Anzitutto ha chiesto le rassicurazioni di Grillo per andare avanti, poi quelle dei Cinque Stelle e solo in terza battuta si è rivolta ai cittadini. Che invece avrebbe dovuto informare per primi, visto che da loro e non dal proprietario di una villa genovese o dall’erede di un imprenditore milanese deriva la legittimazione del suo potere.
Questa forma di scavallamento contiene la plateale ammissione di ciò che gli abitanti dell’Urbe ritengono un problema e lo vivono sulla propria pelle: ossia di non sentirsi accuditi né tranquillizzati né garantiti da chi guida il Campidoglio. Ed è concentrato su una logica - la ragion di partito - a loro estranea e per loro incontrollabile. Nonostante la sbandierata trasparenza. 

L’altro nodo è quello che potremmo definire del familismo e della privatizzazione delle scelte.
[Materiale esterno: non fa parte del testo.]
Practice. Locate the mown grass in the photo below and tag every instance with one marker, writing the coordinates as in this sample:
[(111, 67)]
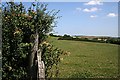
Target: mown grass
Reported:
[(87, 59)]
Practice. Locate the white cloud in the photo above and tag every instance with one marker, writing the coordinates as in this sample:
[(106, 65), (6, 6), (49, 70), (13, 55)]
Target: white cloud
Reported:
[(111, 15), (94, 2), (91, 9), (93, 16), (78, 9)]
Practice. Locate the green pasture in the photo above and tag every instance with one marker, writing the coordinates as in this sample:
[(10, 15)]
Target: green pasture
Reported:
[(87, 59)]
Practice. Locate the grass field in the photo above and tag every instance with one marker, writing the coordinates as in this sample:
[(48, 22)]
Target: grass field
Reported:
[(87, 59)]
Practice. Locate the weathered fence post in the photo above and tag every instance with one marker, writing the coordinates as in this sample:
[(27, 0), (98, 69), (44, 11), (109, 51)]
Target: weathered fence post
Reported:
[(36, 66), (41, 67)]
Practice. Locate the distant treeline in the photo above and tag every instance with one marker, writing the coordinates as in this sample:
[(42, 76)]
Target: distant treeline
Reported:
[(111, 40)]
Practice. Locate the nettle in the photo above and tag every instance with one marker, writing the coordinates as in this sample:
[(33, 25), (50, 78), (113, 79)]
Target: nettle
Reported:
[(18, 34)]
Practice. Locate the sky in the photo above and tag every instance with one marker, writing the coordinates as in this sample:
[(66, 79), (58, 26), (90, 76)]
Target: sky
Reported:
[(87, 19), (92, 18)]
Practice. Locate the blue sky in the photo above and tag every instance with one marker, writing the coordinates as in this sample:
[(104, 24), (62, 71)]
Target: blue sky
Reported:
[(86, 18)]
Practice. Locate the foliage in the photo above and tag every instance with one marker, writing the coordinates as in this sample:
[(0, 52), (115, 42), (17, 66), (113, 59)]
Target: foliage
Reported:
[(19, 28)]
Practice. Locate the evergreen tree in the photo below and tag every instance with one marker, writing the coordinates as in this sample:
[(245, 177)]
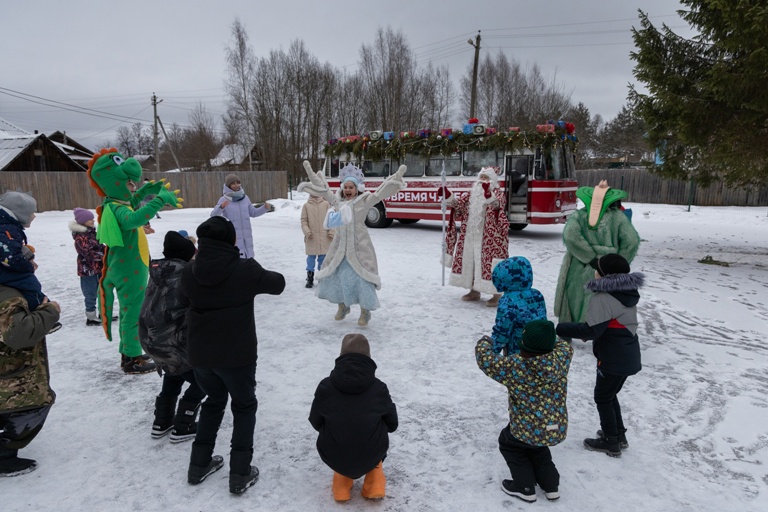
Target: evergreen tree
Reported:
[(707, 104)]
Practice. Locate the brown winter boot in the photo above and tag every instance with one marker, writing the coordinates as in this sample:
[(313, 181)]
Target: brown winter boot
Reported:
[(341, 487), (493, 301), (365, 316), (342, 312), (471, 296), (374, 484)]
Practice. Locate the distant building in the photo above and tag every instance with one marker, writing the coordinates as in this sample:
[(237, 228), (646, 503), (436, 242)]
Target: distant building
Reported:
[(21, 151), (234, 157)]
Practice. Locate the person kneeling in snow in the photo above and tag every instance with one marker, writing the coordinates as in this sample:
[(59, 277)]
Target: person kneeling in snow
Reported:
[(354, 413), (26, 396)]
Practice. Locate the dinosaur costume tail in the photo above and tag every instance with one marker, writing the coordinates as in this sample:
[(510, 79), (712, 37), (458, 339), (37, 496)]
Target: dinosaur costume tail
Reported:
[(106, 300)]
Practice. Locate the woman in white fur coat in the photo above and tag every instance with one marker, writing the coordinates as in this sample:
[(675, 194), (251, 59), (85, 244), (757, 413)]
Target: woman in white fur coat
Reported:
[(350, 272), (483, 239)]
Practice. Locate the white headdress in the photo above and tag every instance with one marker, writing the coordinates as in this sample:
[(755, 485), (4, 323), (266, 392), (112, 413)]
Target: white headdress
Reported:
[(492, 173), (351, 172)]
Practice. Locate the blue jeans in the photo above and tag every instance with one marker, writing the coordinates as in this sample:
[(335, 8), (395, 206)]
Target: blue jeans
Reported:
[(90, 287), (219, 384), (311, 262)]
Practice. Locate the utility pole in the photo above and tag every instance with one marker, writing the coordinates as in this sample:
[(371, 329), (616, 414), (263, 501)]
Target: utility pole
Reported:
[(473, 96), (157, 144)]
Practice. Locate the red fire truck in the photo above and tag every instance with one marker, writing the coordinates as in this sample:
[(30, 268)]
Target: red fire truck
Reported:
[(537, 170)]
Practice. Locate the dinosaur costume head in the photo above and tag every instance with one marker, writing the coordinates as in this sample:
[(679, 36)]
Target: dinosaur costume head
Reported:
[(596, 200), (112, 175)]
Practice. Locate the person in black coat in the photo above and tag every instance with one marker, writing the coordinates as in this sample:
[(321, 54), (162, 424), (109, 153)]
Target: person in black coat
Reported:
[(612, 323), (354, 414), (219, 288), (163, 336)]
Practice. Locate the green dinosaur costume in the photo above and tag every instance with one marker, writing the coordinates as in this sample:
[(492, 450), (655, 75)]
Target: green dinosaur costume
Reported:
[(126, 259), (611, 232)]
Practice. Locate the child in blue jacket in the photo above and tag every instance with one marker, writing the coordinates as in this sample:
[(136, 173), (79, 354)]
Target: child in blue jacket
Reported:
[(519, 305)]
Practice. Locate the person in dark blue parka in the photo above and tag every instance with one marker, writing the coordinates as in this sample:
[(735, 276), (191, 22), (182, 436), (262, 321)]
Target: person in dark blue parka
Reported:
[(520, 304)]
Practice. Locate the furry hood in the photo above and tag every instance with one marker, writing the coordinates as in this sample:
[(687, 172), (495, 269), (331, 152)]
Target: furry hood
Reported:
[(616, 283)]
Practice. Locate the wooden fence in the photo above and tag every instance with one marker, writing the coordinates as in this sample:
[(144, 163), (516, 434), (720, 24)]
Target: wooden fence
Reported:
[(644, 187), (67, 190)]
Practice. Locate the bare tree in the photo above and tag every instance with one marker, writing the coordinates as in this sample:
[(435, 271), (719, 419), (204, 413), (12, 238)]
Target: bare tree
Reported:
[(509, 95), (241, 67)]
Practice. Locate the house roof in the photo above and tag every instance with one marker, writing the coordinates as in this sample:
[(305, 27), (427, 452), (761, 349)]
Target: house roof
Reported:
[(9, 131), (230, 154), (12, 147)]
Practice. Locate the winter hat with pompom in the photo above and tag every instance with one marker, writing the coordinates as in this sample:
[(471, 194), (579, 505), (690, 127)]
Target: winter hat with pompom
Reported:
[(355, 343), (82, 215)]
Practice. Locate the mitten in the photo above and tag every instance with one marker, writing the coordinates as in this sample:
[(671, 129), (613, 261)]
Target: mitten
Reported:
[(170, 197)]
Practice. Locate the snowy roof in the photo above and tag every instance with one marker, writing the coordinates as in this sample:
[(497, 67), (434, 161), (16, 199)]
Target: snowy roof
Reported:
[(10, 148), (9, 131), (230, 154)]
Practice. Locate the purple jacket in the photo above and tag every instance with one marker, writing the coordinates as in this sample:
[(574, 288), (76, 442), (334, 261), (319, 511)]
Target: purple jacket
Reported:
[(239, 212)]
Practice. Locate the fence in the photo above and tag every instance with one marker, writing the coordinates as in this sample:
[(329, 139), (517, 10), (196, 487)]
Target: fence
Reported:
[(67, 190), (644, 187)]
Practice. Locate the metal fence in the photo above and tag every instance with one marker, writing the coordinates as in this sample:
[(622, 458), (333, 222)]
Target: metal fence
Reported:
[(67, 190), (644, 187)]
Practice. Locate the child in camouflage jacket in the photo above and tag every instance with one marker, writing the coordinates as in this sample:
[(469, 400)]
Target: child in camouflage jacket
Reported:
[(537, 380)]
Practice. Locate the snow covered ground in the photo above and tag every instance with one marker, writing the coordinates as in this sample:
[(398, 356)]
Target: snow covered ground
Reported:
[(697, 414)]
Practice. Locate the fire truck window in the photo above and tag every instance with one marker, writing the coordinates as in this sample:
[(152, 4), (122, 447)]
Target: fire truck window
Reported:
[(415, 164), (519, 177), (375, 169), (476, 160), (452, 167), (554, 165)]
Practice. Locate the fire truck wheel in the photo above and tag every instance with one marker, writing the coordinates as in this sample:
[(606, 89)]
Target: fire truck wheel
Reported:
[(377, 218)]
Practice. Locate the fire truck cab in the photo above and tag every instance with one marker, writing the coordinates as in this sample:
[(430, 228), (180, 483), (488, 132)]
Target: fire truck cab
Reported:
[(538, 179)]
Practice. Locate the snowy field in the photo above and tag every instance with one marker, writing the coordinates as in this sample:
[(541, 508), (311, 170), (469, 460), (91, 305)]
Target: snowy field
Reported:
[(697, 413)]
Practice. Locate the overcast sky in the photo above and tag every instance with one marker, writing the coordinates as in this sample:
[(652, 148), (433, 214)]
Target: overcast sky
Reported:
[(111, 56)]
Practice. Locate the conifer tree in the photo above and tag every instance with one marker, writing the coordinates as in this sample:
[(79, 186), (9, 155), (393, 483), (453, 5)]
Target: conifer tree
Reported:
[(706, 109)]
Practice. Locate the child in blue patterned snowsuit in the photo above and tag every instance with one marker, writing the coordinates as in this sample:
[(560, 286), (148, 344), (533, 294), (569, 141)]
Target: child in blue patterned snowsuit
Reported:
[(519, 305)]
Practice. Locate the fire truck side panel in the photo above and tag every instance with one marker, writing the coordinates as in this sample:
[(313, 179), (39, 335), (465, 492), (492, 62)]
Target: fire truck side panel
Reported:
[(551, 201)]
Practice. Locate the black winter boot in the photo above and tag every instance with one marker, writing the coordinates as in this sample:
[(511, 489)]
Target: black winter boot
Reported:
[(164, 407), (199, 469), (241, 474), (185, 422), (608, 445), (12, 465), (137, 365), (623, 443)]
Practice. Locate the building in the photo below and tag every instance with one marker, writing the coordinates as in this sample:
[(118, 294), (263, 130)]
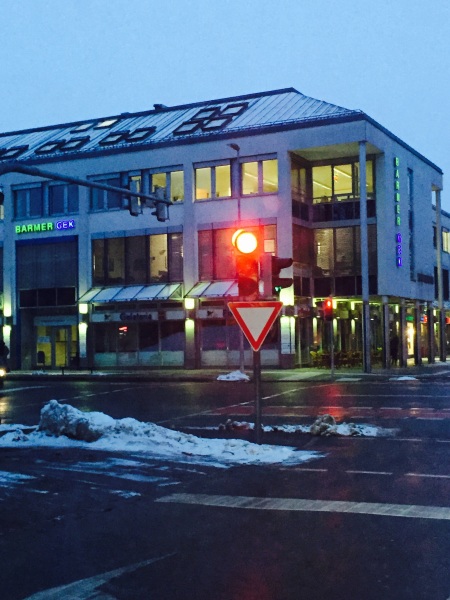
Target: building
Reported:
[(92, 278)]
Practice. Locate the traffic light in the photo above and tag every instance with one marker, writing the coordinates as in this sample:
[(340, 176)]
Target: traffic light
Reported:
[(328, 309), (162, 208), (247, 263), (271, 267), (134, 202)]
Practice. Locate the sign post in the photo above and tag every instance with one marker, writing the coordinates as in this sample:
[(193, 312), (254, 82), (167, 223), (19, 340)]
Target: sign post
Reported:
[(255, 320)]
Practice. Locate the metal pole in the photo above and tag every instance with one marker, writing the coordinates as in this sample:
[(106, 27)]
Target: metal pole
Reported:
[(257, 380), (442, 340), (332, 347), (237, 187), (367, 367)]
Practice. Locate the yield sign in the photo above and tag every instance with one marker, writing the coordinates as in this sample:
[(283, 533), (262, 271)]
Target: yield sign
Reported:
[(255, 319)]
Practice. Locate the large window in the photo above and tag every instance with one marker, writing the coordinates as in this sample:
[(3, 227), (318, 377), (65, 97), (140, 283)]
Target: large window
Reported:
[(259, 177), (340, 182), (213, 182), (215, 251), (138, 259), (47, 274), (337, 267)]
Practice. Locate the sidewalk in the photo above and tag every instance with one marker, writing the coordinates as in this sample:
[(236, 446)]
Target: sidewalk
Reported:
[(205, 375)]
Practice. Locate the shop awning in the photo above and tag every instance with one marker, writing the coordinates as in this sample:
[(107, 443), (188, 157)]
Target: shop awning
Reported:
[(157, 291), (214, 289)]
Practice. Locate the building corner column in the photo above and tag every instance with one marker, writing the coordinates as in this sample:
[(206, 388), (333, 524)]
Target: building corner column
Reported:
[(367, 366)]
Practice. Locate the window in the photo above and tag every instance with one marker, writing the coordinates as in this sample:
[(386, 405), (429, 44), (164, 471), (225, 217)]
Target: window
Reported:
[(48, 265), (340, 182), (259, 177), (213, 182), (75, 143), (82, 127), (215, 251), (140, 134), (338, 251), (28, 202), (211, 118), (113, 138), (445, 240), (173, 180), (62, 199), (106, 200), (138, 259), (106, 123), (49, 147), (12, 152)]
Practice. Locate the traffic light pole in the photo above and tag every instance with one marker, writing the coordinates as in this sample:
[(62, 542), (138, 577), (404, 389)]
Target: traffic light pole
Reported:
[(332, 348), (257, 382)]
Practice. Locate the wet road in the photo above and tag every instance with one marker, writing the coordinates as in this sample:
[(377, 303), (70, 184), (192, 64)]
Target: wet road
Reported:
[(369, 519)]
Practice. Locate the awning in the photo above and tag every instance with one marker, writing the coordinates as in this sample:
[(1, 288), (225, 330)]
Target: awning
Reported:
[(214, 289), (157, 291)]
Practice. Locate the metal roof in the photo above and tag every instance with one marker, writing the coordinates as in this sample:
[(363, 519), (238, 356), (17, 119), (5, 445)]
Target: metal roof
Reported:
[(168, 125)]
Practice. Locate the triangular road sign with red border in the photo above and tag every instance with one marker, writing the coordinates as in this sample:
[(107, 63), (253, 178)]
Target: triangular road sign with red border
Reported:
[(255, 319)]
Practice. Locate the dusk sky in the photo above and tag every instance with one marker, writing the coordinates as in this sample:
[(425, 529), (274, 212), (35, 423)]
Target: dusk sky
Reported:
[(65, 60)]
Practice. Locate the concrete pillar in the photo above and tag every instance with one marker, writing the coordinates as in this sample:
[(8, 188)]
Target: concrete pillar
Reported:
[(442, 341), (417, 349), (403, 346), (367, 367), (386, 339), (430, 320)]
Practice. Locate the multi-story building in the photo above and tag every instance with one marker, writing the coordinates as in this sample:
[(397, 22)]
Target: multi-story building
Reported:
[(87, 283)]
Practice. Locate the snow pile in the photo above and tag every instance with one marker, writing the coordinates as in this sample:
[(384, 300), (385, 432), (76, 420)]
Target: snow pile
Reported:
[(234, 376), (324, 425), (64, 425)]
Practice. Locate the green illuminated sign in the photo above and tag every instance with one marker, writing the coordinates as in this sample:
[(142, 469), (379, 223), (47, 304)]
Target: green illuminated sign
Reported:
[(44, 227)]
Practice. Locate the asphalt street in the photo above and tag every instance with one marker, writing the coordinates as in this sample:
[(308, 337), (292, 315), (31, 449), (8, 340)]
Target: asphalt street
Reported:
[(369, 518)]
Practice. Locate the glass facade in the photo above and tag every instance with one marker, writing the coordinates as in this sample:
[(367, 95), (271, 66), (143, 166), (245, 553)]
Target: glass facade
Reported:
[(137, 259)]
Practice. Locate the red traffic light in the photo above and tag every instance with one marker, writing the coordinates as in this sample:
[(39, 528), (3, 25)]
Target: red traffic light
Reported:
[(247, 263), (328, 309)]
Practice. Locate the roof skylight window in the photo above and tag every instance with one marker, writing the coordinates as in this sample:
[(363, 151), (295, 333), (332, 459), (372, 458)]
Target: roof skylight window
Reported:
[(233, 110), (50, 147), (82, 127), (206, 113), (106, 123), (12, 152), (188, 127), (114, 138), (75, 143), (216, 123), (140, 134)]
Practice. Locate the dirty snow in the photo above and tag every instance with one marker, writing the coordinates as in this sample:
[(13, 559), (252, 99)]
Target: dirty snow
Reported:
[(62, 425), (234, 376)]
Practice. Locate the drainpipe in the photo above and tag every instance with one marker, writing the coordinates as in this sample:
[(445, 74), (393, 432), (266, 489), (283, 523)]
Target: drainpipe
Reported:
[(442, 344)]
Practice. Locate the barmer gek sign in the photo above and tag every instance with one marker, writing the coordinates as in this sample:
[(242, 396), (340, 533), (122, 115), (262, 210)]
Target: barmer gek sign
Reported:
[(62, 225)]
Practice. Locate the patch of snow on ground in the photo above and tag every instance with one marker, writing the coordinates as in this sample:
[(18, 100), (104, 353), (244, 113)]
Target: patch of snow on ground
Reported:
[(234, 376), (64, 425)]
Non passa giorno in cui non emergano fattispecie di favori o di ipotetici benefici economici che riguardano l’entourage della Raggi. Si va dalle nomine e promozioni di familiari dei collaboratori del sindaco (il fratello di Raffaele Marra diventato capo del dipartimento comunale del turismo) ad aumenti di stipendio (quello di Salvatore Romeo è stato triplicato), fino a ipotetiche questioni sentimentali. 
La Raggi riduce tutto questo a pettegolezzo («Basta con il gossip»), quando invece la morale della storia è che non ha vinto l’efficienza in questi sette mesi ma la prevalenza del rapporto personale unita all’invenzione di nemici inesistenti. Il vero avversario della giunta Raggi è la giunta Raggi. E se il sindaco si trova nei guai giudiziari, mentre cresce lo scontento generale, è a causa di errori auto-alimentati e di tutti quegli ostacoli che la Raggi e i suoi sodali hanno piazzato sul proprio cammino. Inciampando continuamente tra imperizia e irresponsabilità. 
La polizza che ora la Raggi ha il dovere di rispettare riguarda quella che gli illuministi chiamavano «la pubblica felicità». E in fondo si tratta soltanto, ma forse è tutto, del diritto dei romani di avere un buon governo che ancora non c’è.